I've only pumped/used the bottle once. I wanted to see if my theory was correct--that if he got the good hind milk he would be a happier guy--and I was right. I don't have any plans to pump regularly or bottle feed. This was a one-time thing. Now I need to figure out how to get him to do that on the breast.

When he nurses, he sucks a few times, then slips off the nipple, then latches back on, sucks a few times, slips off the nipple...and on and on. It's like my nipple is made of water and it's too slippery for him to get a grip. Or, he latches on, sucks a few times, then falls asleep and flutter sucks. I want him to latch on, stay awake, and suck like hell for a good 15 minutes or so.

I'll try only nursing him on one side for a while to see if he'll drain one side at least.


----------



## sunnysideup (Jan 9, 2005)

Quote:


Originally Posted by *yellowwood mama*
When he nurses, he sucks a few times, then slips off the nipple, then latches back on, sucks a few times, slips off the nipple...and on and on.

Is he latched on properly? Another idea might be to try expressing some milk before nursing him, latch him on after the let-down.


----------



## dove (Jun 13, 2005)

Since he only sucks for so long, is your milk letting down close ot the end of his few mins or after the fact and keeping your breasts very full? You may be too full for baby to latch properly, causing him to slip off. Maybe try expressing some milk off before putting him on? Or, is your letdown very active and he pulls off? You could pull him off as you let down and let some milk drain, then put him back on? Has someone else critiqued his latch? (LLL leader) That could be very helpful. Also, has anyone checked his frenulum for tongue tie?
Just some random ideas, I would need more info to be more helpful.
I really think it sounds like a latch issue.


----------



## Fiercemama (May 30, 2003)

I agree with get the latched checked out, either with some help from an LC or LLL leader. If he's not latched on well, he can nurse til the cows come home and not get enough milk/get to the hindmilk.

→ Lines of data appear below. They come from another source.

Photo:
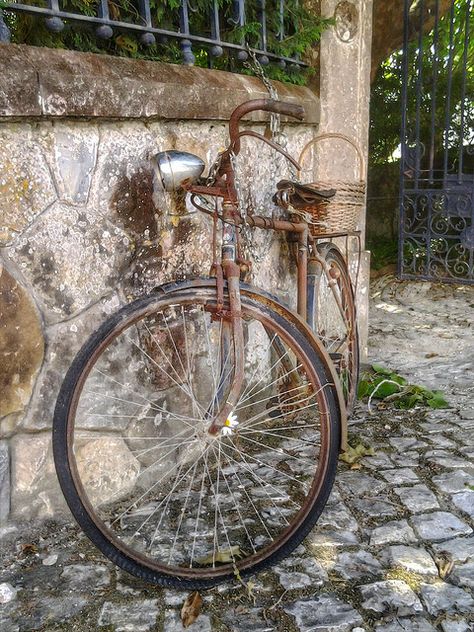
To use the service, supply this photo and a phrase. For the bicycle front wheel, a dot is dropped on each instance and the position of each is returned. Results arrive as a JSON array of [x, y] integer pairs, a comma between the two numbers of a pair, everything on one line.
[[332, 316], [149, 485]]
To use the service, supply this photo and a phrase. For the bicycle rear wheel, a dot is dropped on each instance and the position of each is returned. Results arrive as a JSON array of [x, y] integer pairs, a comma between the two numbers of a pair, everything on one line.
[[145, 480], [332, 316]]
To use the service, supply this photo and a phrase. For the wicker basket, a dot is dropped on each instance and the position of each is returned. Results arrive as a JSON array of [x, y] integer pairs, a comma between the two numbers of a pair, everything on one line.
[[341, 214]]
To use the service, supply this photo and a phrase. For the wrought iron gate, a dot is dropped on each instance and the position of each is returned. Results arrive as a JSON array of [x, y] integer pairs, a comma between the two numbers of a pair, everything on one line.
[[437, 144]]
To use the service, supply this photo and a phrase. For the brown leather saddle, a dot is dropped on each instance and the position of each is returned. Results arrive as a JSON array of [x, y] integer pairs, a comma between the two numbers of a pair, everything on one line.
[[301, 195]]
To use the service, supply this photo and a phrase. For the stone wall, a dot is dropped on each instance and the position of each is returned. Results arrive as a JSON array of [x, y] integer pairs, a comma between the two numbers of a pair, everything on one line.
[[84, 226]]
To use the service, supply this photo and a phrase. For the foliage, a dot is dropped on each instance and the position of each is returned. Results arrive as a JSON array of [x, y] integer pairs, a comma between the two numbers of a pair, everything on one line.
[[302, 30], [387, 88], [355, 453], [384, 384], [383, 252]]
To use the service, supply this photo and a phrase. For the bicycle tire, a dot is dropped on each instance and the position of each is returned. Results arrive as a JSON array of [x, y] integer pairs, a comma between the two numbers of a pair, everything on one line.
[[338, 334], [79, 491]]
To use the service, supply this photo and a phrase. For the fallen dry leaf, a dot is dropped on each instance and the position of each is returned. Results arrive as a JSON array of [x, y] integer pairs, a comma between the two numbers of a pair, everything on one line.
[[191, 609]]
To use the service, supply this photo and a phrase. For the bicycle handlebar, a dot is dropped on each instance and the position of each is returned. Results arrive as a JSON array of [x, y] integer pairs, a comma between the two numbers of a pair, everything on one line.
[[266, 105]]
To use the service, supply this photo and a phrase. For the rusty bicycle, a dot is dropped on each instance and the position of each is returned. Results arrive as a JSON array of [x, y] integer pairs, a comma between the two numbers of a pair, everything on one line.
[[197, 432]]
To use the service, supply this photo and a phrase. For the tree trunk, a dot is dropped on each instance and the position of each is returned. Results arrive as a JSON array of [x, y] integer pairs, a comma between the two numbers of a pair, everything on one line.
[[387, 28]]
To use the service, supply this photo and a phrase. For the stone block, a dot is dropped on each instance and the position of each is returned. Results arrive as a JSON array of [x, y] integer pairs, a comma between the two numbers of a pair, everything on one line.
[[75, 154], [417, 498], [465, 502], [4, 481], [138, 615], [413, 559], [324, 613], [21, 346], [442, 597], [63, 341], [391, 532], [117, 87], [391, 595], [73, 258], [354, 565], [26, 186], [439, 525], [35, 489]]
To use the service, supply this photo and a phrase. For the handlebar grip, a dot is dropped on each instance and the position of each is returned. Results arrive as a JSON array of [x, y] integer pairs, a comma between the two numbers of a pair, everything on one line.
[[288, 109], [267, 105]]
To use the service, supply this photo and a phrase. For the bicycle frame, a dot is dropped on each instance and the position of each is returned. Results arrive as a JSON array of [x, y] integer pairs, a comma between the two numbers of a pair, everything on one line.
[[232, 267]]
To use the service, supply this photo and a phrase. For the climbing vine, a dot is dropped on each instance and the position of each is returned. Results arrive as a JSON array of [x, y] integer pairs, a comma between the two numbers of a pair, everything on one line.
[[302, 29]]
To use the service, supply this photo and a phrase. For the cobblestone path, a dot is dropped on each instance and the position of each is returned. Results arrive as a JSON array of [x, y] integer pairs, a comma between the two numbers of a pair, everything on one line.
[[393, 551]]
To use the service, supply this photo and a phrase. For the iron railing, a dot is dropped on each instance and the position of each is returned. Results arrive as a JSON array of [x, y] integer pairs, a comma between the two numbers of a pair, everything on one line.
[[143, 24], [437, 148]]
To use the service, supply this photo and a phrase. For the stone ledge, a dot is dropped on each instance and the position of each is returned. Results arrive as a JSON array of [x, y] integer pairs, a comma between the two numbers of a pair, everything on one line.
[[50, 84]]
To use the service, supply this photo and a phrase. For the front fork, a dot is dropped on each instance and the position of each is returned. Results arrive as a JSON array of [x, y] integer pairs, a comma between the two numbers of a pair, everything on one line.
[[231, 272]]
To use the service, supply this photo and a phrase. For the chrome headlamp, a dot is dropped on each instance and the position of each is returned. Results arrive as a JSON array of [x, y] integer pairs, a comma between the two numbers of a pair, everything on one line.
[[176, 168]]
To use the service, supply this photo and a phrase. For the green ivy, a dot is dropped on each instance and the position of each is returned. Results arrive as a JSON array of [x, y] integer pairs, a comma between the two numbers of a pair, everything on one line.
[[383, 384], [302, 30]]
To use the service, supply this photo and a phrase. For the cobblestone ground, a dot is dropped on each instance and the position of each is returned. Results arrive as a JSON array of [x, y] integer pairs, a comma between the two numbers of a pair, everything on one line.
[[393, 551]]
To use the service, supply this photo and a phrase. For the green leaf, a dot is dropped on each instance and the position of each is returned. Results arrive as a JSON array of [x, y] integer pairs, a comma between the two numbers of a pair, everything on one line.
[[378, 368], [437, 401], [382, 389], [363, 389]]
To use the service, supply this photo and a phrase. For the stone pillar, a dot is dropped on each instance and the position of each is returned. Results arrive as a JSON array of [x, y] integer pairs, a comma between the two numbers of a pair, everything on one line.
[[344, 97]]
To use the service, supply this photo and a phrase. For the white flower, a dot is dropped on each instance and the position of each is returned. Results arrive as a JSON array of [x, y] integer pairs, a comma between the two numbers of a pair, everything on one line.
[[230, 422]]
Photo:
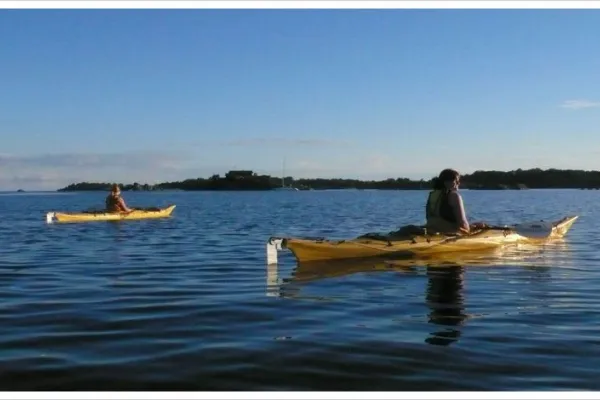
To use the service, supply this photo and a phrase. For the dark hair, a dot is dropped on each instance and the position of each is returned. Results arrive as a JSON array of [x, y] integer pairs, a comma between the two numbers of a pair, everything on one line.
[[446, 175]]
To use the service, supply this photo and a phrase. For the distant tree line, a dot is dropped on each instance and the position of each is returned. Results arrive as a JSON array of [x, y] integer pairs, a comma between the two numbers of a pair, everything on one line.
[[248, 180]]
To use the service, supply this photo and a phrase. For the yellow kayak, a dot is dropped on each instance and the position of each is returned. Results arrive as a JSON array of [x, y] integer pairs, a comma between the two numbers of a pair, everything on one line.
[[414, 241], [109, 216]]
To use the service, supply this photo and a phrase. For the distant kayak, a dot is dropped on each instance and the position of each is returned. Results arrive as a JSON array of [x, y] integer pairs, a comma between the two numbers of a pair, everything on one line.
[[90, 216], [414, 241]]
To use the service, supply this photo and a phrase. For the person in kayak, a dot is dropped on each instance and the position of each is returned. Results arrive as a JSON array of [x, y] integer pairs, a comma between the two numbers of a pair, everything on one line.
[[114, 201], [445, 211]]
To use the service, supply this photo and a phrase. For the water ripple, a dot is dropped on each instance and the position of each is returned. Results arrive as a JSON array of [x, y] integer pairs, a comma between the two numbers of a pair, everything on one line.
[[187, 302]]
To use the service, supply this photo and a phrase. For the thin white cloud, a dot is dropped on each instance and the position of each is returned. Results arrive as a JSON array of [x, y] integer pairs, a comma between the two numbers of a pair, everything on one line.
[[52, 171], [579, 104], [283, 142]]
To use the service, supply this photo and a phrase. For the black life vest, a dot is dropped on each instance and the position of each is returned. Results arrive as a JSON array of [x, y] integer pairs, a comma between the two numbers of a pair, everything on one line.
[[439, 207]]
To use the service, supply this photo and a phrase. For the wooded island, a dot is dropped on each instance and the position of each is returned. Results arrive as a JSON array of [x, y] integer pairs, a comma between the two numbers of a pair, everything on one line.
[[483, 180]]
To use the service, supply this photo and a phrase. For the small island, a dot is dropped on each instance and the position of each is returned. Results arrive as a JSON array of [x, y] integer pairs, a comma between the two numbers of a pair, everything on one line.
[[479, 180]]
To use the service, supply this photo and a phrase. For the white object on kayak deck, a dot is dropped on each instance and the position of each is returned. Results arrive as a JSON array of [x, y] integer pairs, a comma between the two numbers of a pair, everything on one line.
[[541, 229], [273, 245]]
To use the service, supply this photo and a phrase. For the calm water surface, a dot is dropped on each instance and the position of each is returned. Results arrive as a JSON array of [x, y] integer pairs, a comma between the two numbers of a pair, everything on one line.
[[188, 302]]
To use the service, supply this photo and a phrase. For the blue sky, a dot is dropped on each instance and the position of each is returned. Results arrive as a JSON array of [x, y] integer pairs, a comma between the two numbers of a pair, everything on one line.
[[154, 95]]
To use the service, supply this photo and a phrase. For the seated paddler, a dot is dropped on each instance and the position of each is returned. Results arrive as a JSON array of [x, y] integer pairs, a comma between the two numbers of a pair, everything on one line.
[[445, 211], [114, 201]]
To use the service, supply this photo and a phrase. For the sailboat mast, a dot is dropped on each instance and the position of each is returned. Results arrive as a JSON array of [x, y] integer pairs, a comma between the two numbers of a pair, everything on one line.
[[283, 174]]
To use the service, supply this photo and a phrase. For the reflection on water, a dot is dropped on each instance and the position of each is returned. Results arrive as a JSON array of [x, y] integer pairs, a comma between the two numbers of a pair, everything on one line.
[[180, 304], [444, 290], [445, 299]]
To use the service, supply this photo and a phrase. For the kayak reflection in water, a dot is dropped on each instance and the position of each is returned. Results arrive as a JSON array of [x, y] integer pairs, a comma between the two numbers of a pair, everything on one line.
[[114, 201], [445, 211], [445, 300]]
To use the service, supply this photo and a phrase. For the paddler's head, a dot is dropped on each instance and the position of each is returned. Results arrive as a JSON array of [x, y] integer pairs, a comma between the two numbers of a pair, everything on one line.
[[450, 178]]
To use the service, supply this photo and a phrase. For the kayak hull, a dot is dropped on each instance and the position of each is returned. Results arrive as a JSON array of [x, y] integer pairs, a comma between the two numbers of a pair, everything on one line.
[[408, 245], [60, 217]]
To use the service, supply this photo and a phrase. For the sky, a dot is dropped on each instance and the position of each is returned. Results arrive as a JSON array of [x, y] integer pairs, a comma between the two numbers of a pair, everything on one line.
[[160, 95]]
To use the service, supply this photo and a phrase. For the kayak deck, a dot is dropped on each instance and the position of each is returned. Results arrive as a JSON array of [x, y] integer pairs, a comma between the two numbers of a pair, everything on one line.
[[149, 213], [410, 241]]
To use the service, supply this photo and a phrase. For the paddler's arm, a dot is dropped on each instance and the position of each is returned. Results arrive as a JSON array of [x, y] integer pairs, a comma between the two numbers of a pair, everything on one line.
[[456, 203]]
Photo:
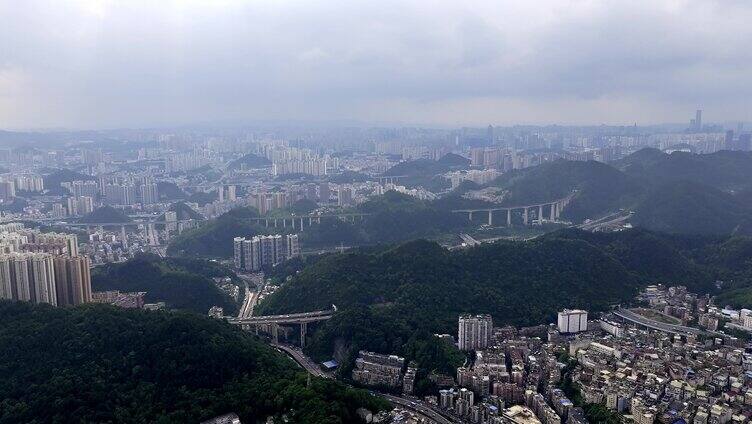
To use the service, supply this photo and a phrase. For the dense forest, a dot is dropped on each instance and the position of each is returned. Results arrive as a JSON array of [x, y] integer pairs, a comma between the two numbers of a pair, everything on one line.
[[390, 298], [667, 202], [103, 364], [393, 217], [180, 283], [679, 193], [214, 238]]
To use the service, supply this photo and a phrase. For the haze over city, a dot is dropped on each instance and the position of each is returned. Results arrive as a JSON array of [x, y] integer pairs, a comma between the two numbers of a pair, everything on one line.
[[109, 64], [352, 212]]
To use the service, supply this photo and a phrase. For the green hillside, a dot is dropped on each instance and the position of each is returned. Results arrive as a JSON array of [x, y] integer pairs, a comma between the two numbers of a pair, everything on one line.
[[179, 283], [598, 188], [723, 169], [692, 208], [214, 238], [391, 300], [104, 364]]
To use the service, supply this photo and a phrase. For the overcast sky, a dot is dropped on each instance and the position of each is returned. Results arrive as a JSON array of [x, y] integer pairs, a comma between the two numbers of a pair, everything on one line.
[[131, 63]]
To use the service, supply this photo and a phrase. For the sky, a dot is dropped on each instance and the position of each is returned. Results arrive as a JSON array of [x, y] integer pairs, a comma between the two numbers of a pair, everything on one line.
[[93, 64]]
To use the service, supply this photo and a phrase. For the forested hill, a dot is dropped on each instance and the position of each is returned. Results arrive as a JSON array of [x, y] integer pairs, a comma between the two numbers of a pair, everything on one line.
[[520, 282], [180, 283], [678, 193], [599, 187], [392, 299], [103, 364], [724, 170]]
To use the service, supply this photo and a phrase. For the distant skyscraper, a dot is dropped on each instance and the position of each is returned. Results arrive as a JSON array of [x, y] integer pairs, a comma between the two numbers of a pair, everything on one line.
[[324, 192], [292, 246], [572, 321], [698, 119], [73, 280], [149, 194], [474, 332], [344, 196]]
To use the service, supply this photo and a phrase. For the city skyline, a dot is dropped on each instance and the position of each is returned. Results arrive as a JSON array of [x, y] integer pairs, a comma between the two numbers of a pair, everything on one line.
[[102, 64]]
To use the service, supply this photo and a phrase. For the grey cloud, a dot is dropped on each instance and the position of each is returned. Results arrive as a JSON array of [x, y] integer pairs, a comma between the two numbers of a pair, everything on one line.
[[106, 63]]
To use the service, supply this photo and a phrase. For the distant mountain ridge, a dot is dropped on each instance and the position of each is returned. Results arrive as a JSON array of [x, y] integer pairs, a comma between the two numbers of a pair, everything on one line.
[[679, 192]]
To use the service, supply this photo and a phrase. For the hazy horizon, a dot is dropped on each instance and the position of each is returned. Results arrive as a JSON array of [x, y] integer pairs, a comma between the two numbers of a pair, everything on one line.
[[105, 64]]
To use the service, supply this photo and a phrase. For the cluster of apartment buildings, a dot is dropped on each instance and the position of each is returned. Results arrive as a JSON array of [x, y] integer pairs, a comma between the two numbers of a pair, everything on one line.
[[267, 250], [373, 369], [42, 267], [667, 375]]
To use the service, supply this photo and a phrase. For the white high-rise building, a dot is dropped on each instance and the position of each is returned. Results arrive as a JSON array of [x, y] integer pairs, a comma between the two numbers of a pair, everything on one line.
[[572, 321], [149, 194], [260, 251], [293, 247], [474, 332]]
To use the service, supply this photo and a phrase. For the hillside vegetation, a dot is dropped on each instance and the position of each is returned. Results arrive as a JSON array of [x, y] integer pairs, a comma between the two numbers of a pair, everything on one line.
[[214, 238], [389, 299], [180, 283], [103, 364], [393, 300]]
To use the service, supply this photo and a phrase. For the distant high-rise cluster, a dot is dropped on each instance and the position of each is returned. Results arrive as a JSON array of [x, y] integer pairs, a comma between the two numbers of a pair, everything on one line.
[[7, 190], [260, 251], [315, 167], [80, 205], [572, 321], [32, 183], [474, 331], [82, 188], [42, 267]]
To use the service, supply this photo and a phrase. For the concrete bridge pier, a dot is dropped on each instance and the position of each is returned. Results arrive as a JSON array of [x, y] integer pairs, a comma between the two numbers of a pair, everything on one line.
[[275, 333]]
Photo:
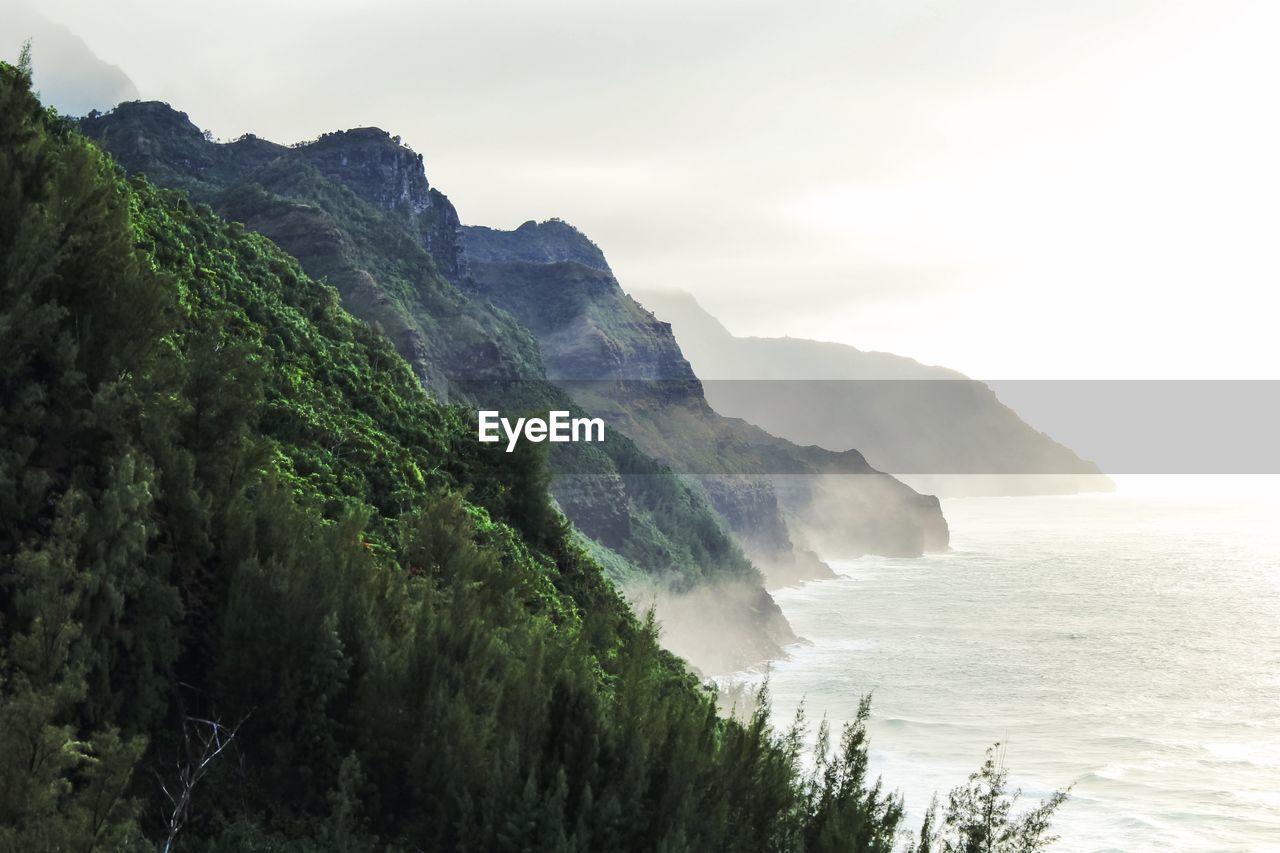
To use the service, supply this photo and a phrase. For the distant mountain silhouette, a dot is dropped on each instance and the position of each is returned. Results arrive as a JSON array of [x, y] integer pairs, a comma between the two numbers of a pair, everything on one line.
[[68, 74], [933, 428]]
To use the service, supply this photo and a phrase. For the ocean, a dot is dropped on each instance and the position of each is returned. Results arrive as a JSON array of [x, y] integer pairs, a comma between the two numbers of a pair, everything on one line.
[[1127, 644]]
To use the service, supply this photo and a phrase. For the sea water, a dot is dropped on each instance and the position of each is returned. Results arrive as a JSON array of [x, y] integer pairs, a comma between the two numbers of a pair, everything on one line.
[[1127, 644]]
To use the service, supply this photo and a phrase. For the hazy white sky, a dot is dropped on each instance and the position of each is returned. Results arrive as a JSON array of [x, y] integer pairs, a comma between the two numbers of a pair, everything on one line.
[[1014, 188]]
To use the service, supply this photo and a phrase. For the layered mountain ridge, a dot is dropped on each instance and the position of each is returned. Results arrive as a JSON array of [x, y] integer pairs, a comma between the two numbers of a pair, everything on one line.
[[931, 427], [474, 311]]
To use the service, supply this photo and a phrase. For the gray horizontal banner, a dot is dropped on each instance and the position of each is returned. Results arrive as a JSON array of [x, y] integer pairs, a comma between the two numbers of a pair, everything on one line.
[[919, 427]]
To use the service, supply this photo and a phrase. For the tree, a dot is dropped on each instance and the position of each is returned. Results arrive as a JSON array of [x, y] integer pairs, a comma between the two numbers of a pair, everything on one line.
[[978, 817]]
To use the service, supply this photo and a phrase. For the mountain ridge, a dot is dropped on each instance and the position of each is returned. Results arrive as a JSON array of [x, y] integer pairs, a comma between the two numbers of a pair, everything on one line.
[[929, 425]]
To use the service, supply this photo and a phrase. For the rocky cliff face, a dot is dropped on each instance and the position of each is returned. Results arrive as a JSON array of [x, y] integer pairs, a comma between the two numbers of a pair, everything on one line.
[[373, 164], [356, 210], [620, 361], [534, 242]]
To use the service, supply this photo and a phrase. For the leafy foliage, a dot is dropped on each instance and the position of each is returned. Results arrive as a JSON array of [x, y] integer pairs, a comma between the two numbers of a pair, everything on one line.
[[227, 502]]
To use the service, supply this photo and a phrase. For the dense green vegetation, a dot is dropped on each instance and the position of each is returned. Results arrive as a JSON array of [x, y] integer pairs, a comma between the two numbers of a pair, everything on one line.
[[260, 592], [338, 205]]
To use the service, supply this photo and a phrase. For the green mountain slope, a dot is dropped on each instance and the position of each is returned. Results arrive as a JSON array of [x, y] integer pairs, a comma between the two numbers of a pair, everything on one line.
[[928, 425], [261, 593], [617, 360], [356, 209]]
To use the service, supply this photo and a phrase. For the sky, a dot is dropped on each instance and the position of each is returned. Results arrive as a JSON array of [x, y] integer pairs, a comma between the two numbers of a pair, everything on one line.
[[1014, 190]]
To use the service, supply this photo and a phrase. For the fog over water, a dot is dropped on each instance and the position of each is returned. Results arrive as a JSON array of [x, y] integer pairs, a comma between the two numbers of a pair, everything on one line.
[[1125, 643]]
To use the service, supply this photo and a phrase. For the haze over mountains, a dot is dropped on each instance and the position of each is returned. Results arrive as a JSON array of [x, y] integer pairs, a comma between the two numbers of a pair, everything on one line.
[[68, 74], [931, 427], [516, 322]]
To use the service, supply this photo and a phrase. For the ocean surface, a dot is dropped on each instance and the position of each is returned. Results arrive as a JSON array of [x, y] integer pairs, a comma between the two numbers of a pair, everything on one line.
[[1127, 644]]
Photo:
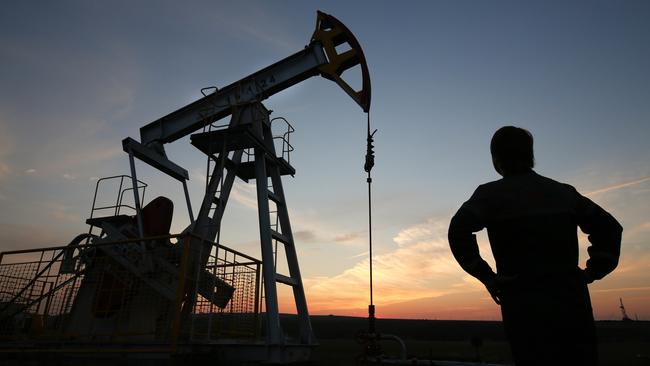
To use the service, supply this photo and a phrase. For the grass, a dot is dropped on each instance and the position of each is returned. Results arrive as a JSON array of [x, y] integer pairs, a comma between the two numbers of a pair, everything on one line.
[[620, 344]]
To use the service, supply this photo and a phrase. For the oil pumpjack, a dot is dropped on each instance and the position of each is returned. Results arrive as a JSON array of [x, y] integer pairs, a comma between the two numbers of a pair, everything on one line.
[[133, 288]]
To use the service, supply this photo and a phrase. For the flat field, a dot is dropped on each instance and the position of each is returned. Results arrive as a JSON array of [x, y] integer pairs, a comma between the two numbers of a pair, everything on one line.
[[620, 343]]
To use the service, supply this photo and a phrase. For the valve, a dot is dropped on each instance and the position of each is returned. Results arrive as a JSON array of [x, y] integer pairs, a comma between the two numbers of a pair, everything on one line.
[[370, 153]]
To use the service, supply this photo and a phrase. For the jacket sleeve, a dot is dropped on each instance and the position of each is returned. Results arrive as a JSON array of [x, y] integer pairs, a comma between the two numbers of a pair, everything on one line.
[[462, 240], [604, 234]]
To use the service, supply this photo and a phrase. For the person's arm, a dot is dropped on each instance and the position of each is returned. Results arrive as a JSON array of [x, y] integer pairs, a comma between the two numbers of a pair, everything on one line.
[[464, 247], [604, 235]]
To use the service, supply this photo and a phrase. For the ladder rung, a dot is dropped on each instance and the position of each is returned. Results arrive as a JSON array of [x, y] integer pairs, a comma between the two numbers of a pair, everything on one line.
[[285, 279], [279, 237], [275, 198]]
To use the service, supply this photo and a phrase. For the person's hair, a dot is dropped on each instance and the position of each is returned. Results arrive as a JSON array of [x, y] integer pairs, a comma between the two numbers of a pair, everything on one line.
[[512, 150]]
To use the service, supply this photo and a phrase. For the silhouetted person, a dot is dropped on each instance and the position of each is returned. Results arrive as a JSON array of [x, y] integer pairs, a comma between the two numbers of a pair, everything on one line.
[[532, 225]]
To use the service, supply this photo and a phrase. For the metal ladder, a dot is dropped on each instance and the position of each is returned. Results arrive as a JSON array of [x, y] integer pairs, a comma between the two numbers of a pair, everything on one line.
[[250, 127]]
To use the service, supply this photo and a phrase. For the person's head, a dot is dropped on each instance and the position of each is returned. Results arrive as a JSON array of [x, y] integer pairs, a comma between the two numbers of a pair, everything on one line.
[[512, 150]]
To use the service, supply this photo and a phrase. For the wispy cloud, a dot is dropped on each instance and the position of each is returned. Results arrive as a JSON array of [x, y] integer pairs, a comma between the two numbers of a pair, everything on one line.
[[421, 266], [618, 186], [348, 237]]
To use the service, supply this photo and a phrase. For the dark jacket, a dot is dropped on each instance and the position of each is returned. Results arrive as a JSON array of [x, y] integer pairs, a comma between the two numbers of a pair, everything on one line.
[[532, 226]]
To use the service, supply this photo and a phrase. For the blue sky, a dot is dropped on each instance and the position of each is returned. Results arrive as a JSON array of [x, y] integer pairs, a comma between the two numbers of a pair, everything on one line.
[[76, 77]]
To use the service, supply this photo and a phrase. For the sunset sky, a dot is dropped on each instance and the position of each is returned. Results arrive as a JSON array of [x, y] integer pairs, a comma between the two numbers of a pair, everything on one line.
[[76, 77]]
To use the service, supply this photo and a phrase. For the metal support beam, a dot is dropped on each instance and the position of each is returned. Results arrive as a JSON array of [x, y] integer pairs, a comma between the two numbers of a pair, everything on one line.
[[255, 87]]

Have you tried breast compressions? That helped us to get a better transfer of milk til we got the latch improved. http://www.kellymom.com/newman/15bre...mpression.html


----------



## wombat (Nov 3, 2002)

I also think it sounds like a latch problem. How's his weight gain? If he's not gaining well, I'd suspect latch problem even more. My dd had a high palate and COULDN'T latch on well. Her behaviour was like what you've described. Although with high palate you'd probably be having some major nipple pain by now. What does your LC think about his latch?

A newborn who isn't getting enough milk (I wouldn't worry too much about hind milk per se) will get sleepy/uninterested at the breast. Was he born early? Some early babies get fatigued quickly before they can take in enough milk.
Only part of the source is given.